18 December 2014

Kurczak Napoleona!

Lunch time
Autor:
Di | Lunch time

Kurczak Napoleona!

Czy wiecie, że Napoleon Bonaparte miał swoją szczęśliwą potrawę? Podobno uważał on, że pełny żołądek nie sprzyja bystrości umysłu i nigdy nie jadł przed bitwą. Jednak kiedy tylko bitwa się kończyła, od razu domagał się czegoś dobrego do zjedzenia. Jak to podczas bitwy bywa, wszędzie panował zamęt i chaos, więc kucharz Napoleona przeważnie nie mógł się skupić i w pośpiechu szukał składników potrzebnych do danego dania, a czasem ich brakowało. Dlatego w takim właśnie czasie powstawały liczne improwizacje kulinarne. Najsłynniejszą z nich jest KURCZAK A LA MARENGO, który został przygotowany po zwycięskiej bitwie z Austriakami 14 czerwca 1800 r. w okolicy miejscowości o nazwie Spinetta Marengo, niedaleko Turynu. Kucharzowi akurat wpadły w ręce takie składniki, jak: kurczak, pomidory, pieczarki, oliwki, jajka, wino i ponoć jeden jedyny rak! Napoleon uznał to danie za doskonałe i za takie, które przynosi mu szczęście ? był on bardzo przesądny. Dlatego też nigdy nie pozwolił kucharzowi zmienić receptury dania.

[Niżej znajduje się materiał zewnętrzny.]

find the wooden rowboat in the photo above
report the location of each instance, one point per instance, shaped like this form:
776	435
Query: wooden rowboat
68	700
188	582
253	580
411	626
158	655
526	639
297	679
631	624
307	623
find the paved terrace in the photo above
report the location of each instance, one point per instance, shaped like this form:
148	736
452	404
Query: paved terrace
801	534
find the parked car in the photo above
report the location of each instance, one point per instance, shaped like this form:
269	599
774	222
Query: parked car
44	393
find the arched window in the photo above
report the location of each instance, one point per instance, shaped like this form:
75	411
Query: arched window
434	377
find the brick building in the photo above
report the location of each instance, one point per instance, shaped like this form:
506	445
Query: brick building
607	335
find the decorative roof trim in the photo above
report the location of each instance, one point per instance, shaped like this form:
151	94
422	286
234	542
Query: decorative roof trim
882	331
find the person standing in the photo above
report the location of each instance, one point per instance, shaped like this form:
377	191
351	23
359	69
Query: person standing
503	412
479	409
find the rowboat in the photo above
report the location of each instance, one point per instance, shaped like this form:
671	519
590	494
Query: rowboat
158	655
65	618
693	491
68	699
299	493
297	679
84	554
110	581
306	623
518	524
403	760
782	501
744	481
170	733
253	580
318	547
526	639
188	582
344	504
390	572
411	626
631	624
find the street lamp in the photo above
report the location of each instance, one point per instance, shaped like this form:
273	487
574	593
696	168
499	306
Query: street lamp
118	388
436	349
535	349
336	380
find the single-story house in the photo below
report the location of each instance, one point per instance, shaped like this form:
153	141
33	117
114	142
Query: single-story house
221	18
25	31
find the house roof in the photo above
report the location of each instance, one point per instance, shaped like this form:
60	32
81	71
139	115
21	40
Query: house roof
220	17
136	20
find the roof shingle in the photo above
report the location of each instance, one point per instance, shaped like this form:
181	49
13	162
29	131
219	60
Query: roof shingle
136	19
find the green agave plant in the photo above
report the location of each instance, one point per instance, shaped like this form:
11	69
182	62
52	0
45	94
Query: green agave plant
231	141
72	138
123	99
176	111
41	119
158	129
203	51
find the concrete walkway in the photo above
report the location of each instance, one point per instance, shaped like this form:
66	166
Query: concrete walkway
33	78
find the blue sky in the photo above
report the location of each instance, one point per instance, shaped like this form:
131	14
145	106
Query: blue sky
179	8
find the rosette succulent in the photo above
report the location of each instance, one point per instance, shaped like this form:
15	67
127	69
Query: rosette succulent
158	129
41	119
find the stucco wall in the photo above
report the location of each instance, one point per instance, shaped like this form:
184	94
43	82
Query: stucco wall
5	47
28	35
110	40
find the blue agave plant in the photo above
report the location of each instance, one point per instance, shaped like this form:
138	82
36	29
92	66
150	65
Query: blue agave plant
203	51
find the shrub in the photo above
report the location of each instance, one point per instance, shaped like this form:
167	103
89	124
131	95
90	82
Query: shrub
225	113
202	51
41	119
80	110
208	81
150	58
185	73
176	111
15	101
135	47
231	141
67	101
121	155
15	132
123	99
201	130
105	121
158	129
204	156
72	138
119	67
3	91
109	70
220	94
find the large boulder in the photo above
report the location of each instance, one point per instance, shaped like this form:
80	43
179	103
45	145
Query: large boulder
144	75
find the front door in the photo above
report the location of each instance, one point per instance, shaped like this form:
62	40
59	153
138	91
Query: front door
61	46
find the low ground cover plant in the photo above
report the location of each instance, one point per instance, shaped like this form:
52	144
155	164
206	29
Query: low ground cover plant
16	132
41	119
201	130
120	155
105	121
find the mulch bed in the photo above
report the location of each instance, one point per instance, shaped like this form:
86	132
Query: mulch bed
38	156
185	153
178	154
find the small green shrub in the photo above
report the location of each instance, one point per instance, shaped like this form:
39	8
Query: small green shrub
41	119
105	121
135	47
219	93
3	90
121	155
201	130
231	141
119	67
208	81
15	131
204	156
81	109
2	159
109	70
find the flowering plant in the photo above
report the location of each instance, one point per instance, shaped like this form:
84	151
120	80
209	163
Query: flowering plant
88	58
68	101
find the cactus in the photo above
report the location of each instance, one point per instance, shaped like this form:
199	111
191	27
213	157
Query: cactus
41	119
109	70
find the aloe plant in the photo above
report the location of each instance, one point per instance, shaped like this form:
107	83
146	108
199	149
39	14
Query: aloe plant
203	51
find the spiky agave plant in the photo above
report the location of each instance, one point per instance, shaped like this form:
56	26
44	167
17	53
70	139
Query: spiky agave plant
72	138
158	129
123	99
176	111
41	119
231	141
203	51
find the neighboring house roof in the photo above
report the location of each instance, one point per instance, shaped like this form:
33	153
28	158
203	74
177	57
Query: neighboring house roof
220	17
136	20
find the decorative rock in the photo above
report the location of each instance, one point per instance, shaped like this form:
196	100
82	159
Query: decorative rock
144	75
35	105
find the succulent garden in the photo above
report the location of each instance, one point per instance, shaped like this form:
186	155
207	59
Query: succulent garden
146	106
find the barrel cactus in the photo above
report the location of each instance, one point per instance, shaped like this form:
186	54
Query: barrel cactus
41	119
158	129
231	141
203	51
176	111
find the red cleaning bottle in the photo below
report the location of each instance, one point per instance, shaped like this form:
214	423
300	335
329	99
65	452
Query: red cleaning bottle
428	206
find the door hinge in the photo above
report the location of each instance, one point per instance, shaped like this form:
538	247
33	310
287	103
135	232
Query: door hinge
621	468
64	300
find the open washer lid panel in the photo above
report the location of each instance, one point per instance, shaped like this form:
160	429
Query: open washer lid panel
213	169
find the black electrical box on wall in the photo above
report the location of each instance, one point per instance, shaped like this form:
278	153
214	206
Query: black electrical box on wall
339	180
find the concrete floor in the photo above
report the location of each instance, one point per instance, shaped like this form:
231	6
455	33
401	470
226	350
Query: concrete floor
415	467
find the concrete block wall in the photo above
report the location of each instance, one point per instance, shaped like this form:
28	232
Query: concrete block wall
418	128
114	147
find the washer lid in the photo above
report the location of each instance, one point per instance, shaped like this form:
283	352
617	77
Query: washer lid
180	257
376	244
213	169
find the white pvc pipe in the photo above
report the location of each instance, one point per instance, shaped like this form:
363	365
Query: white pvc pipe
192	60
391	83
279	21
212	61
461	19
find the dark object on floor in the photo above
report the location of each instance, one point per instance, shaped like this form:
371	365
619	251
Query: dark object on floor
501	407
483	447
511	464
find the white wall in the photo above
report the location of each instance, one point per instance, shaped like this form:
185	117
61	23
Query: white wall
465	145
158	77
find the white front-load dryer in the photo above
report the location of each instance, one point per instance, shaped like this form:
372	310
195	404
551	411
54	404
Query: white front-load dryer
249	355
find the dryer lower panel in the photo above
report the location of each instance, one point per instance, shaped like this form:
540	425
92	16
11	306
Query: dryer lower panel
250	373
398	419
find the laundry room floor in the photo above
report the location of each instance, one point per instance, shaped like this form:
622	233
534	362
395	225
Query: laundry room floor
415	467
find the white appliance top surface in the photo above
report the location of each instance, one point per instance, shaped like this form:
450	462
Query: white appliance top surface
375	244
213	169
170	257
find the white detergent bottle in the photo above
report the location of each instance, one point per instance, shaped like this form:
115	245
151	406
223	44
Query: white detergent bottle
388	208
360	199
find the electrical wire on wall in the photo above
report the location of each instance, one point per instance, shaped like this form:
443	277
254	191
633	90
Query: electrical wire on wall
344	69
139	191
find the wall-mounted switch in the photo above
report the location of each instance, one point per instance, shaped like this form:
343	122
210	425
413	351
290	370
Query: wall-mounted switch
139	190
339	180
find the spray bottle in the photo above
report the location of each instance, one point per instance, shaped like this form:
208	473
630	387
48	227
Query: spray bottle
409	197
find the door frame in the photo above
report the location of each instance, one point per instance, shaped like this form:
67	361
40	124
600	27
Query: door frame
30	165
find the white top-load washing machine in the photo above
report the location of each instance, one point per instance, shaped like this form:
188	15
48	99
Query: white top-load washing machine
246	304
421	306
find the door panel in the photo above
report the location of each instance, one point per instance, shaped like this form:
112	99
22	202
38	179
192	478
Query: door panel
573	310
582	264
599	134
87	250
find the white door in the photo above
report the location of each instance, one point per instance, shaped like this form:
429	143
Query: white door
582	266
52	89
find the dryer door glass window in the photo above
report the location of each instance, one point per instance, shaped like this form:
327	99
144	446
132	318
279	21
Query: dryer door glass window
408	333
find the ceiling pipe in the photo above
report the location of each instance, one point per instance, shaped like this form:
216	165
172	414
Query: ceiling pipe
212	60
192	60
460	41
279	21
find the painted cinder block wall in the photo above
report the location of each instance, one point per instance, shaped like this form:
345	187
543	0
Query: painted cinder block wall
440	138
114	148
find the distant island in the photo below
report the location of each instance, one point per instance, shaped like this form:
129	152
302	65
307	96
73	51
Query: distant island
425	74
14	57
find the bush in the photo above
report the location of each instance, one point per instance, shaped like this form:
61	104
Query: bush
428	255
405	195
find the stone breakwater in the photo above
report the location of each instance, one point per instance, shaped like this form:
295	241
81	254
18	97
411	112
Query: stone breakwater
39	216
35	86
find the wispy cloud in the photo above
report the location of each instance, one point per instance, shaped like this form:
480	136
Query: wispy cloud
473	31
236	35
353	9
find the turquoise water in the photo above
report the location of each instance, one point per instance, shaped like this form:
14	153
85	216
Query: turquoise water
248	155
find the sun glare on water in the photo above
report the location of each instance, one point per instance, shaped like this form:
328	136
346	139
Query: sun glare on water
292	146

Z czasem jednak zmieniało ono poszczególne składniki i każdy przyrządza je w taki sposób, jaki lubi. My ostatnio stoczyliśmy naszą bitwę na puste brzuszki i bitwa ta okazała się dla nas ogromnym sukcesem, więc w nagrodę przyrządziliśmy ?szczęśliwe danie Napoleona?:) A teraz dzielę się naszym zmodyfikowanym (bardzo delikatnie) przepisem z Wami, oby i Wam przyniósł on szczęście!

Kurczak spod Marengo:

– kurczak ? u nas piersi
– 3 pomidory
– 2 ząbki czosnku
– 1 cebula
– 400 g pieczarek
– 100 g zielonych oliwek
– 100 ml wina białego wytrawnego
– 1 koncentrat pomidorowy
– sól, pieprz
– estragon
– zielona pietruszka

Kurczaka przyprawiamy solą, pieprzem i estragonem i podsmażamy dwustronnie na patelni. Następnie kurczaka przekładamy do naczynia żaroodpornego, a na patelni podsmażamy pieczarki, pokrojoną cebulę i czosnek, a po chwili dorzucamy pokrojone pomidory i koncentrat. Wszystko przyprawiamy solą i pieprzem. Oliwki moczymy w winie przez ok. 30 minut i dodajemy je na patelnię razem z winem, do pozostałych warzyw. Po kilku minutach wszystko przekładamy do naczynia żaroodpornego lub blaszki, w której jest już kurczak i pieczemy przez ok. 20 minut w piekarniku rozgrzanym do 180 stopni. Na koniec możemy usmażyć jajko i wszystko posypać posiekaną pietruszką, jeśli chcemy poczuć się jak sam Napoleon Bonaparte;) Niestety raków nie udało nam się dostać:( Smacznego!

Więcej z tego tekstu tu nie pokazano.